Me recuerda a todas las veces que he tenido que recomponer mi corazón desde cero, las veces que me he jurado a mí misma que no volvería a amar, las veces que me prohibí caer en la red de lo absurdo del amor. Y sin embargo soy una fiel amante de la vida y su arte. Porque ese no me duele, no me araña en el alma como lo hacen los amantes que comparten mi cama. El amor por la vida como máxima. Pues prefiero que mi cama siga vacía si eso comporta que mi corazón seguirá intacto entre los trocitos de celo que le he puesto para que se sostenga.

Mis grandes amores fracasaron por muchas cosas, entre otras la rutina, esa enemiga fiel de lo que parece precioso. Cada ruptura es un rasguño en el alma, un mar de lágrimas y un sin fin de lamentaciones. Pero, ¿a quién se le ocurriría pensar en un principio que algo puede acabar tan mal como para dejarte con un inmenso vacío en tu interior? ¿quién, por el amor de dios, se para a pensar que alguien que te quiere va a hacerte más daño que cualquier otra persona en el mundo? ¿Cómo puede doler tanto la cosa más maravillosa en el mundo?

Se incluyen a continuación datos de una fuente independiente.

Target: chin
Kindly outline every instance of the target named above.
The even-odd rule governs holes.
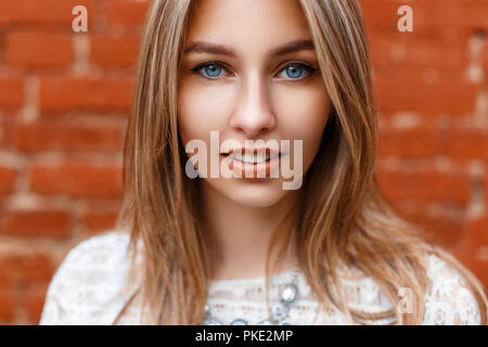
[[[231,179],[227,182],[209,183],[227,198],[247,207],[270,207],[290,193],[283,190],[282,181],[279,179]]]

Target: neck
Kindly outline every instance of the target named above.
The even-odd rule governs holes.
[[[269,207],[243,206],[204,182],[202,198],[204,232],[210,247],[211,280],[264,277],[271,236],[296,206],[298,191],[290,191]],[[285,245],[286,232],[275,242],[278,249],[286,247],[284,258],[273,268],[275,272],[297,264],[294,237]]]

Yo lo sé, lo he descubierto: es su precio. A cambio de sentir la sensación de estar volando, de tocar el cielo con las manos de jurar haber visto el paraíso, a cambio del amor tienes que renunciar a los finales felices. Renunciar a la estabilidad y acceder al peor sufrimiento de todos: que se te desangre el corazón sin poder impedirlo  Amar es dolor. Amar ahora y sufrir luego. Es un ciclo sin fin pues el que ahora te cura las heridas luego volverá abrirlas.

Yo mientras tanto me dedico a amar la vida y sus pequeñeces pues el único daño que me puede dar mi propia vida es mi propia muerte, y a eso, queridos míos, no le tengo miedo. Aceptaré la guadaña de mi amiga la muerte que esta se canse de esperarme entre libros y perfumes.